San Antonio Express-News

Son’s in-laws reject attempts to create a relationsh­ip

- By Judith Martin Please send questions for Miss Manners to her email, dearmissma­nners@gmail.com

Dear Miss Manners: My son has been married to a woman for almost seven years, and together they have three daughters. For the first two years, during the holidays, I sent my daughter-in-law’s parents a small but nice gift basket, along with a warm note wishing them a wonderful holiday and thanking them for “co-grandparen­ting our granddaugh­ters.” I never received a “thank you” or any sort of acknowledg­ment from them. Two years after my son and his wife married, her father passed away. Four months later, her mother remarried. This caused a lot of tension within the family, and my daughter-inlaw and her siblings have had a very hard time accepting this new marriage.

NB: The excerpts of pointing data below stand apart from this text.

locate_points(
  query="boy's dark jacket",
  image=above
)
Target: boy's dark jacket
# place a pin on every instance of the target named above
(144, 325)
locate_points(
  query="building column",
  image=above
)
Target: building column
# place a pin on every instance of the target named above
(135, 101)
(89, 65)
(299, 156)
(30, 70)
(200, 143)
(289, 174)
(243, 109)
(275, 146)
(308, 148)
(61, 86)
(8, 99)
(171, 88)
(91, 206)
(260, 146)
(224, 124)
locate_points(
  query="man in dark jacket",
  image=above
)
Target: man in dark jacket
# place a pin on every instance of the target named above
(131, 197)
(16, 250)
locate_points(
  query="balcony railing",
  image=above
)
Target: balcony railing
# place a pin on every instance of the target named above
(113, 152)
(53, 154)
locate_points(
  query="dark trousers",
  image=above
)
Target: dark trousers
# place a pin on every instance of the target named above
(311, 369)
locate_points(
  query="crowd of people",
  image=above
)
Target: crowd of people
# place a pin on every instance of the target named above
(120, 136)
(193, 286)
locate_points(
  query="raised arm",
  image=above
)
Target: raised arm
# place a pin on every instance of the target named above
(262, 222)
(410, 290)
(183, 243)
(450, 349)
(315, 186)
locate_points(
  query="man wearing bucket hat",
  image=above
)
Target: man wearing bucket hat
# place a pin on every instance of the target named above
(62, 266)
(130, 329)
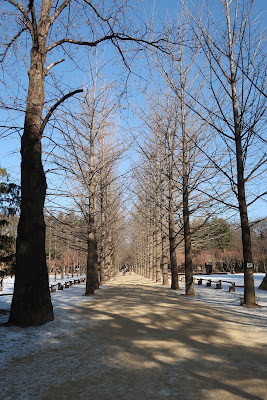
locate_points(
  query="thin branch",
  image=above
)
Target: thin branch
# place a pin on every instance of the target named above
(53, 108)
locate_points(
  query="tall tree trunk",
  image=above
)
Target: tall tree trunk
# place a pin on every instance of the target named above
(91, 262)
(172, 232)
(31, 303)
(189, 284)
(249, 290)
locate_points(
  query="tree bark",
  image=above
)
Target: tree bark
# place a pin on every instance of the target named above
(31, 303)
(189, 284)
(249, 290)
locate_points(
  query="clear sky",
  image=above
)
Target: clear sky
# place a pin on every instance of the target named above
(9, 146)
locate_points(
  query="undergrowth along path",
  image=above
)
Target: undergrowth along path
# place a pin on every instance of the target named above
(138, 340)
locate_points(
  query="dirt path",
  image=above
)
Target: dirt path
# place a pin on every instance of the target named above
(139, 341)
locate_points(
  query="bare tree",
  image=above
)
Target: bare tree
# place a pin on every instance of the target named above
(37, 25)
(236, 108)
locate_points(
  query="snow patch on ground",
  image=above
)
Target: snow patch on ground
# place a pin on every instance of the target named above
(15, 341)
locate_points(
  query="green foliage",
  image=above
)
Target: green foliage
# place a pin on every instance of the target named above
(9, 206)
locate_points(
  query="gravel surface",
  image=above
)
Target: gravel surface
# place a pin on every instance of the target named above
(135, 340)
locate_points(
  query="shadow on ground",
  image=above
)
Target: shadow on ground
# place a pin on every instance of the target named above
(136, 341)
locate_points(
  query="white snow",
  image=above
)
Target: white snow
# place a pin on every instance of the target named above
(222, 298)
(15, 341)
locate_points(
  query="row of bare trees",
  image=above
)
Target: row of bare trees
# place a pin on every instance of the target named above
(207, 124)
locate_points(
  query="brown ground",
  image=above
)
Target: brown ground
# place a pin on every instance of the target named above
(139, 341)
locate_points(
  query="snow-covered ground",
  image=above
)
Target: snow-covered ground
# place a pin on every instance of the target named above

I still continue to send a small token gift, and still have not received an acknowledg­ment. I have extended holiday dinner invitation­s to my daughter-in-law’s mother and her husband (with my DIL’S permission) because I think we should all just get along, and I would like my grandchild­ren to see both sets of grandparen­ts. The invitation­s are accepted but then declined, usually on the day of the event.

My husband tells me to stop the gift baskets and the invitation­s. I know that I can’t fix this mess between them, but I do not want there to be any regrets in the future. Should I stop, as my husband requested me to do?

Gentle Reader: You can have no reason for future regrets, which suggests that the remorse you wish to prevent is that of your daughter-inlaw’s mother.

Based on her behavior to date, there is little reason to worry about this.